For 100 Manassas residents, obtaining the latest news, stock quotations, consumer-safety tips, restaurant menus and local government actions will be -- as the saying goes -- as simple as pushing a button.
After months of planning, Continental Telecom Inc. launches its first videotext experiment in Manassas next week to test how 100 consumers will react to the latest product of this electronic age.
ConTelVision Inc., a wholly owned subsidiary of Continental, will conduct the experiment, offering consumers the equivalent of up to 10,000 television screens full of information, ranging from news to video games to educational quizzes for elementary-school children.
"This is a little research-and-development project that we're investing a few million dollars in with the hope that someday it will be profitable," says Robert Ratonyi, Continental's vice president for corporate development.
One of nearly 40 electronic-information tests across the country, the experiment is the first in the Washington area.
Continental chose Manassas -- the most urban area it serves -- because the company felt that its location and population matched the typical videotext user.
According to market tests, Continental says the consumer most eager to use the new system is between 18 and 44 years old, has a household income of more than $25,000 a year, is a white-collar worker with at least some college education, and lives near a large city.

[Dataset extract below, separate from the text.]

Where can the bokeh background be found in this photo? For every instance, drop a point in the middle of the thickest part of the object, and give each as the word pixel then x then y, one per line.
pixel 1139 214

Each consumer will be supplied with a free terminal, with a typewriter keyboard. The terminal, which in some cases will be attached to the home television screen and in others will come with its own screen, will be connected to the phone line.
To use the system, consumers will type in their identification number and then a password. After that, they will have access to any information in the system.
This will include:
* News, including national news wires with continual updates; local news supplied by two Manassas newspapers; weather; stock quotations and sports.
* Entertainment, including video games, a dining guide (complete with sample menus), and a list of events in the Washington area such as movies and plays.
* Consumer information, including recipes and nutritional information supplied by a local grocery chain; tips on budgeting, insurance and auto repairs, and Federal Trade Commission consumer alerts.
* Transportation and travel data, such as airline schedules for the Manassas and Dulles airports, suggestions for vacations close to home and bargain vacations.
* Classified advertising for cars, real estate and jobs.
* Community information, including up-to-the-minute news about area schools -- for example, whether they are closed for snow and the lunch menu for the day -- and schedules for city council meetings.
The first phase, expected to last about six months, will be free. The second phase, scheduled to start in late 1983, will offer more services -- such as the ability to bank and shop electronically. Then consumers will have to pay.
About 500 Manassas residents who have offered to pay for the service will be selected to test the second phase.